13 Ekim 2009

Apaçiler

Geçen sene işyerim taşındı. Okul vardı yakınlarında, malesef yeni mekanımızda da bir liseye komşuyuz. Haliyle şurada bahsettiğimiz çakal kardeşlerimizle g.t g.te bir ekosistemi paylaşmak zorunda kalıyoruz. Bu birliktelik sayesinde onlar hakkında pek çok şey öğrendim, onları yakından tanıma fırsatım oldu. Evet, bu yazımızın konusu apaçiler.

Linguistik ve etimolojik yaklaşımlarım bana apaçi isminin eski bir kızılderili kabilesinden gelmediğini, bu ismin İzmir yöresinden çıktığını öğretti. İzmir'deki şoparların "A be gelesin, a be gidesin..." şeklinde konuşmalarından şekillenen "abeci" isminin bir takım morfolojik süreçten geçerek bizlere "apaçi" kavramını kazandırması beni üzdü. En azından onurlu ve savaşçı bir ırk olan apaçileri kabilece yasa boğmuştur, ondan eminim.

İlla ki çingene mi olmak zorunda bu apaçiler? Hayır. Çoğunluğu büyükşehirlerde alt/alt-orta tabakaya ait olan bu kardeşlerimiz genelde kısayoldan bir sınıf atlama çabası göstererek hem alt kimlik olarak varoş tarzını korumakta, hem de üst kimlik olarak tiki kılığına bürünmeye çalışmaktadırlar.

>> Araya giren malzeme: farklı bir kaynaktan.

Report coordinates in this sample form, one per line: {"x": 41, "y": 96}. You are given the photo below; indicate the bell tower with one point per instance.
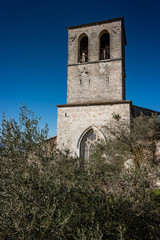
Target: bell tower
{"x": 96, "y": 62}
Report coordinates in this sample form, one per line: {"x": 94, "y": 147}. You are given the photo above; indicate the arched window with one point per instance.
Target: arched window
{"x": 104, "y": 46}
{"x": 88, "y": 143}
{"x": 83, "y": 49}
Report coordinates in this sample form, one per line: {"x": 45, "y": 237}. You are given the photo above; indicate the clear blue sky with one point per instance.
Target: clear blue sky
{"x": 33, "y": 51}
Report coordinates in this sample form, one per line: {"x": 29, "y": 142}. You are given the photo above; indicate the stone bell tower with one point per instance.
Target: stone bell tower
{"x": 96, "y": 62}
{"x": 95, "y": 86}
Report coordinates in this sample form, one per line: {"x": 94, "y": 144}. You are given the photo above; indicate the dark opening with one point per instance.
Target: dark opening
{"x": 105, "y": 46}
{"x": 83, "y": 54}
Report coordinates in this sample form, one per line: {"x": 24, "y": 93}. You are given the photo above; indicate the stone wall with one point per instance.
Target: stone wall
{"x": 95, "y": 82}
{"x": 74, "y": 120}
{"x": 98, "y": 80}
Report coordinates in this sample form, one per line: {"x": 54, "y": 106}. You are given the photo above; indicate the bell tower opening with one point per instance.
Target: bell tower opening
{"x": 83, "y": 49}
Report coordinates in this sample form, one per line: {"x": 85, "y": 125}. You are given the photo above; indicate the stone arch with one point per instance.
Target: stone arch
{"x": 104, "y": 45}
{"x": 83, "y": 48}
{"x": 88, "y": 140}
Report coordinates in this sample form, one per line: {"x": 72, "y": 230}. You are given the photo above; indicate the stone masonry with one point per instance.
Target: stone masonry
{"x": 95, "y": 87}
{"x": 75, "y": 120}
{"x": 97, "y": 80}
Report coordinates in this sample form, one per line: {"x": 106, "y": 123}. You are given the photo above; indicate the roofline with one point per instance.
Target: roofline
{"x": 94, "y": 104}
{"x": 146, "y": 109}
{"x": 96, "y": 23}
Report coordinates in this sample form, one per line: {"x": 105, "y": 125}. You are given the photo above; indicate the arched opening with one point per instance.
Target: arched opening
{"x": 83, "y": 49}
{"x": 104, "y": 46}
{"x": 88, "y": 143}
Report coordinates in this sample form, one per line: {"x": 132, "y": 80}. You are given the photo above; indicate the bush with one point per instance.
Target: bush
{"x": 50, "y": 196}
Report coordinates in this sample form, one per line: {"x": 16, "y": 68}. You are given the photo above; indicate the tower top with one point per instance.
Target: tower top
{"x": 121, "y": 19}
{"x": 96, "y": 62}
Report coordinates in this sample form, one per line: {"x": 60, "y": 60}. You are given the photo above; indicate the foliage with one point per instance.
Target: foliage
{"x": 50, "y": 196}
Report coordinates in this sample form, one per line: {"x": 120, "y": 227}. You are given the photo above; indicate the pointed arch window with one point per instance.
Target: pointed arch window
{"x": 104, "y": 45}
{"x": 88, "y": 144}
{"x": 83, "y": 49}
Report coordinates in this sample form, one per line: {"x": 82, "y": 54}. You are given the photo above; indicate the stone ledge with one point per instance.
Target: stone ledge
{"x": 94, "y": 103}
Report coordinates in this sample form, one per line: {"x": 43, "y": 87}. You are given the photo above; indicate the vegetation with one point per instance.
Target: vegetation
{"x": 50, "y": 196}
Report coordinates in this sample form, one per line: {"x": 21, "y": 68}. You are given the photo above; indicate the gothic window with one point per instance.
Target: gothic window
{"x": 88, "y": 143}
{"x": 104, "y": 46}
{"x": 83, "y": 49}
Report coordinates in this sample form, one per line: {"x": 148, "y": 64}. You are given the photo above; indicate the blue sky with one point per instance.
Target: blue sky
{"x": 33, "y": 51}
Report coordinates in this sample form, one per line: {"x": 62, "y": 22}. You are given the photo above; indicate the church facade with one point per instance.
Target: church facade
{"x": 95, "y": 86}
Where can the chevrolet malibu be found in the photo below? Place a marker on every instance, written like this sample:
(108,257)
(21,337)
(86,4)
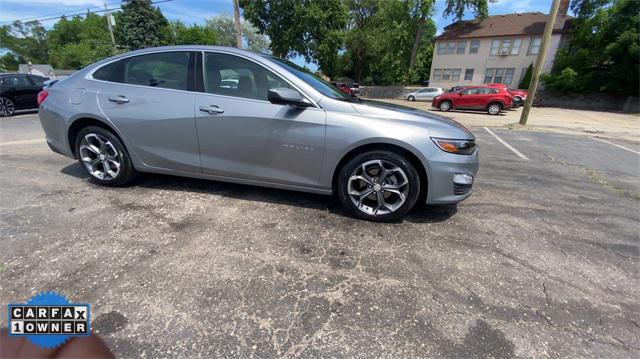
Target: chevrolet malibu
(232,115)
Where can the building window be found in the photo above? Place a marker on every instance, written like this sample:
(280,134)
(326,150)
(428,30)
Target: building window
(468,74)
(534,46)
(473,47)
(451,47)
(437,74)
(515,49)
(446,74)
(504,76)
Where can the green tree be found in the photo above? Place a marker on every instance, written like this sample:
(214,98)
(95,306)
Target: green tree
(192,35)
(603,48)
(526,79)
(9,62)
(224,28)
(78,42)
(141,25)
(312,29)
(27,40)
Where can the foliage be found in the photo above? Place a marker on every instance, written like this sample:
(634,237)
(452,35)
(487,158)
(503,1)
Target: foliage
(603,48)
(9,62)
(141,25)
(79,42)
(312,29)
(192,35)
(526,79)
(225,29)
(27,40)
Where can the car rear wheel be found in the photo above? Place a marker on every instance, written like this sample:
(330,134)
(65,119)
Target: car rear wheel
(7,108)
(445,106)
(378,186)
(104,157)
(494,108)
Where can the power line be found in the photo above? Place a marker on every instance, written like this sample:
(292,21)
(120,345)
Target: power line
(84,12)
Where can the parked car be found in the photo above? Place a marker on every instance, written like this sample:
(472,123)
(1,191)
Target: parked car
(427,93)
(490,99)
(519,96)
(19,92)
(165,110)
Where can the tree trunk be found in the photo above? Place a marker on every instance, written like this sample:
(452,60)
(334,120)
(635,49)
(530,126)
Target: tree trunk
(416,43)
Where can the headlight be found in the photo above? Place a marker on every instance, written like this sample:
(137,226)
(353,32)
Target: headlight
(459,147)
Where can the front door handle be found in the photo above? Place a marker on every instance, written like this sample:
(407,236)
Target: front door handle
(119,99)
(211,109)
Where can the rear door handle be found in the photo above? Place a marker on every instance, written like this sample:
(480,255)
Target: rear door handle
(211,109)
(119,99)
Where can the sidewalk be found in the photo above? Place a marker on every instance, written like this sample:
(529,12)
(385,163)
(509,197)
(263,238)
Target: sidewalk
(578,122)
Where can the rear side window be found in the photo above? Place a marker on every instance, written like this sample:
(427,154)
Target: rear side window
(113,72)
(164,70)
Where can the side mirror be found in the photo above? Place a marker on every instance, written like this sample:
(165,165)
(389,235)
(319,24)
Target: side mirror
(285,96)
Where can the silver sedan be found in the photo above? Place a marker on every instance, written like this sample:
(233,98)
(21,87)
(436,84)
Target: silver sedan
(231,115)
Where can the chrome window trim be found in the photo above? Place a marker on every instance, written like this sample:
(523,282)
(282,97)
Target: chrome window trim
(89,75)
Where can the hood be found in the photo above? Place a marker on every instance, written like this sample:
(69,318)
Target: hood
(438,125)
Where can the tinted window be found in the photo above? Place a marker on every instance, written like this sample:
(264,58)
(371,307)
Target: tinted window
(231,75)
(312,80)
(164,70)
(114,72)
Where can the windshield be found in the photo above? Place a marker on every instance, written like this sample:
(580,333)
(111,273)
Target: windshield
(312,80)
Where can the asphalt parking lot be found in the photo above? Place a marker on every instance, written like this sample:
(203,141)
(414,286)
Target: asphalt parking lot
(542,261)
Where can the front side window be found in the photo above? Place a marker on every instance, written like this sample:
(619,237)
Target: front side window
(534,46)
(473,46)
(231,75)
(163,70)
(468,74)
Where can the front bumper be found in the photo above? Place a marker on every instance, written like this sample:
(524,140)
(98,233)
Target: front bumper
(452,177)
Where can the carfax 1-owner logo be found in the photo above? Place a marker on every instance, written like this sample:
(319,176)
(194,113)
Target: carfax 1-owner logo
(48,319)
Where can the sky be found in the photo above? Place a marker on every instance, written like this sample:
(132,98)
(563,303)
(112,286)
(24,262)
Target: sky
(196,11)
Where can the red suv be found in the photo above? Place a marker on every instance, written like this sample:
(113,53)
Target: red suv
(490,99)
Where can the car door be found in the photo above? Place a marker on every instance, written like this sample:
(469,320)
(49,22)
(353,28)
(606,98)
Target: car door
(149,98)
(243,135)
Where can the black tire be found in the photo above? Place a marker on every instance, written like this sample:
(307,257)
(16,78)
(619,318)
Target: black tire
(412,188)
(126,172)
(445,106)
(491,109)
(7,107)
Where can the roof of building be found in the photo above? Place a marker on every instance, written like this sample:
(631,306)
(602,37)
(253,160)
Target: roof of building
(528,23)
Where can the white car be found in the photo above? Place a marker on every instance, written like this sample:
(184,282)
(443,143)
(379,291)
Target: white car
(427,93)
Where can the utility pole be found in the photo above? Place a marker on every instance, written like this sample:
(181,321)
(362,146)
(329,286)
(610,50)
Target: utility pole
(236,17)
(113,39)
(537,68)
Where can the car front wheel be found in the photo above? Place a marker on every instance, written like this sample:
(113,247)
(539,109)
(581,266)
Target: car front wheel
(7,108)
(378,186)
(104,157)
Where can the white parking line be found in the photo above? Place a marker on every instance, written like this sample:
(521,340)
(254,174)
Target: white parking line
(613,144)
(507,145)
(23,142)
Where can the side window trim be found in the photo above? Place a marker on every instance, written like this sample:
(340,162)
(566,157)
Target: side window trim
(274,73)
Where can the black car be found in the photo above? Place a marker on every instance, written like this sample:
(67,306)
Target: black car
(19,92)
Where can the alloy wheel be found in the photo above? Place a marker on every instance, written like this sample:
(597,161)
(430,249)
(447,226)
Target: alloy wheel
(378,187)
(100,157)
(6,107)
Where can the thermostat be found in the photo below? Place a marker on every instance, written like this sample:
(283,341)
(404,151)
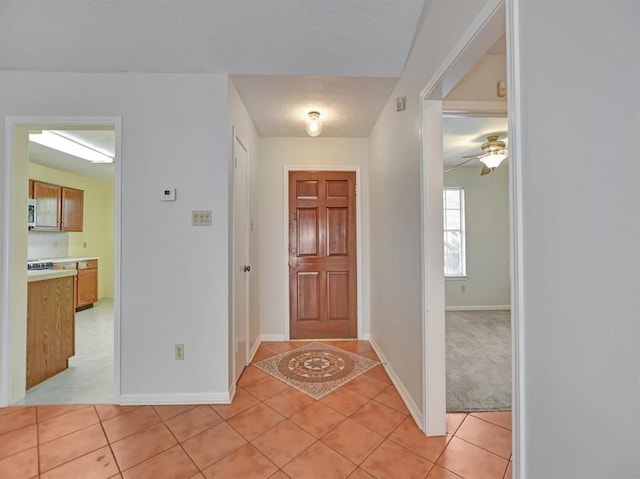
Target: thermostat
(168,194)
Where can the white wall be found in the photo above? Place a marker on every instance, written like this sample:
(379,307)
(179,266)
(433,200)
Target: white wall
(580,124)
(174,276)
(487,234)
(246,130)
(394,169)
(481,82)
(275,154)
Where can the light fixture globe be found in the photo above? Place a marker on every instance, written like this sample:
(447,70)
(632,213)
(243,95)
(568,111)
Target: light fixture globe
(493,160)
(313,125)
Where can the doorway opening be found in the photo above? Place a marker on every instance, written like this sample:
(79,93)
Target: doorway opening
(82,245)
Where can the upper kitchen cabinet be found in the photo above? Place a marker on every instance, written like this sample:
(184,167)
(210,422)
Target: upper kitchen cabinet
(72,208)
(58,208)
(48,206)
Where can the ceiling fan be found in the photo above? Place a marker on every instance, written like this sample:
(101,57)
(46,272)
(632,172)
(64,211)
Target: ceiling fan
(493,152)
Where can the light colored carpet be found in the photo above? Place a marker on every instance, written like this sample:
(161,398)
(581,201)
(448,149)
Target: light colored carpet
(316,369)
(478,361)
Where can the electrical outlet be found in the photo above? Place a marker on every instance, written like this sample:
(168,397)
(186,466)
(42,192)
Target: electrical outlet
(179,352)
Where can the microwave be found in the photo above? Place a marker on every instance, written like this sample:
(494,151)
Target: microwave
(31,215)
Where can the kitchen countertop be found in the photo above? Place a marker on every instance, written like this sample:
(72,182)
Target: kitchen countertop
(62,260)
(44,274)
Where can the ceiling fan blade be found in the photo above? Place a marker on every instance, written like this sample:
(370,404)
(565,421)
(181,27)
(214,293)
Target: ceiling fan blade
(459,164)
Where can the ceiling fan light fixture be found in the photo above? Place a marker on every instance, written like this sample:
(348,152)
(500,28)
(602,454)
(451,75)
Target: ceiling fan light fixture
(493,160)
(313,125)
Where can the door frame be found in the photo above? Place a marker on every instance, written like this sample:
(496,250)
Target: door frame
(475,41)
(234,266)
(362,322)
(6,330)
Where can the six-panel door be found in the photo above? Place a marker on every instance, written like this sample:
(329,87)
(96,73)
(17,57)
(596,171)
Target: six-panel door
(322,255)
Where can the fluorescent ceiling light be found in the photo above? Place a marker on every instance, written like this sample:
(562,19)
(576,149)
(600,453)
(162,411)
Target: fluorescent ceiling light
(70,147)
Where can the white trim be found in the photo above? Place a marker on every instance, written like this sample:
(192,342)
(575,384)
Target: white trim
(362,322)
(413,408)
(234,267)
(482,33)
(223,397)
(474,108)
(515,121)
(11,123)
(271,337)
(480,307)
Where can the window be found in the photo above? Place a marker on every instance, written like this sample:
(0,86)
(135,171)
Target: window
(454,240)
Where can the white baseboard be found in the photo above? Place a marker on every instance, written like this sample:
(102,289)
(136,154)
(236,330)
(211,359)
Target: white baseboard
(395,379)
(162,399)
(272,337)
(483,307)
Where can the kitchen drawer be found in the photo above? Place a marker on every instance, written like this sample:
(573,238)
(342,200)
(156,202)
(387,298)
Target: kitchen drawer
(61,266)
(89,264)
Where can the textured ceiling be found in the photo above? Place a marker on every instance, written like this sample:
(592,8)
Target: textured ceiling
(265,37)
(279,105)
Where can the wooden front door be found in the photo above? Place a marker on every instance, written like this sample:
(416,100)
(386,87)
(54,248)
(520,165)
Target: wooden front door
(322,254)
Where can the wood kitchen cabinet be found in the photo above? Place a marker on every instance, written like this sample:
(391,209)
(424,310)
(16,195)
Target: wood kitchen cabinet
(50,328)
(87,283)
(71,209)
(48,206)
(58,208)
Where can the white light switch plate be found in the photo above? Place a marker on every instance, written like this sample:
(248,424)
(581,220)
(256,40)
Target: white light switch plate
(201,218)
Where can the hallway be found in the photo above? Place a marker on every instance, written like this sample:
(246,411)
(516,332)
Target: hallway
(361,430)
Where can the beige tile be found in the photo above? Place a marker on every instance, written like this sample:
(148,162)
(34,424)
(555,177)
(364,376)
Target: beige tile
(352,440)
(18,440)
(255,421)
(378,417)
(142,445)
(488,436)
(408,435)
(173,463)
(283,442)
(345,401)
(391,461)
(390,397)
(23,464)
(241,402)
(129,423)
(192,422)
(266,387)
(289,402)
(246,463)
(319,461)
(17,419)
(98,464)
(366,386)
(471,462)
(499,418)
(439,473)
(71,446)
(66,424)
(169,411)
(318,419)
(213,444)
(250,375)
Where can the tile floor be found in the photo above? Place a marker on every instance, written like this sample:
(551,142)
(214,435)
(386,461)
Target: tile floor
(362,430)
(89,378)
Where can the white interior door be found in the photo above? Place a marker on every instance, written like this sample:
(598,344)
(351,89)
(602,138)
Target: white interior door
(241,266)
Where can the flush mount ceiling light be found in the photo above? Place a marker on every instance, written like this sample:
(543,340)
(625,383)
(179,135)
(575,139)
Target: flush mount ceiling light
(68,146)
(313,125)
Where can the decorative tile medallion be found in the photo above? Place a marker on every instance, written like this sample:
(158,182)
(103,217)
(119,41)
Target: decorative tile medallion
(316,369)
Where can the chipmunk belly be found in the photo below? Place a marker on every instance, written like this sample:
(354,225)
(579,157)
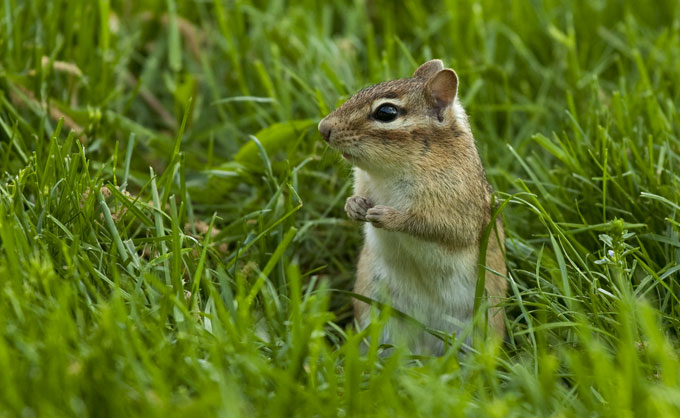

Şimdi bu güzel kardeşlerimiz zaten altaypısal olarak çılgın atmaya müsaitler. İsmail YK ile başlayan müzikal değişim sonsuz farklı yöne dağılmaktadır. Lakin dinledikleri müziklerin tek ortak yönü kulak s.kerticek desibelde yüksek ve manasız bas ve tiz ritmlerden oluşmasıdır.


Dış görünüm olarak da değişimden nasibini alan apaçilerimiz genelde giydiklerinin markası karşıdan göze çarpacak şekilde boy gösterirler. Manasızca bol ve çok cepli, taşlanmaktan iflahı s.kilmiş bir kot, ikinci bir deri tabakası olacakmışçasına dar, fosforlu kumaş üstü yaldızlı baskılar içeren, geniş yaka bir tişört, kolsuz kapşonlu mont (dünyanın en manasız giyeceğidir aynı zamanda) ve bunları tamamlayan acayip ayakkabılarıyla apaçi fiyakalı bir şekilde giyinmiştir. Geriye en önemli unsur kaldı: Saç!


Bu çizgi attırma işini pek sever apaçiler. Oksijenle renk açtırmak, düzleştirici ile fantastiko modellere bürünmek onların en büyük eğlencesidir.


Bu zırtlanların en önemli olayı toplu dolaşmalarıdır. Bir apaçiyi pek nadir tek yakalarsınız. Onda da emin olun ki diğer çakalların yanına gidiyordur, yoldadır henüz. Birlikten kuvvet doğar prensibiyle tacizkar tutumlara sahiptirler. Ergen apaçiler birazcık bitleri kanlanıp, cepleri para görünce level atlayıp yeni mount kasarlar.

Camları film kaplı, façalı beyaz bir Şahin/Doğan gördünüz mü kaçın. Zira o taşıtın içi bir çok apaçiye evsahipliği yapmaktadır. Efsanevi müzik zevklerine mobilite katan apaçiler, bunu çevrelerindeki diğer canlılarla paylaşmayı da çok severler.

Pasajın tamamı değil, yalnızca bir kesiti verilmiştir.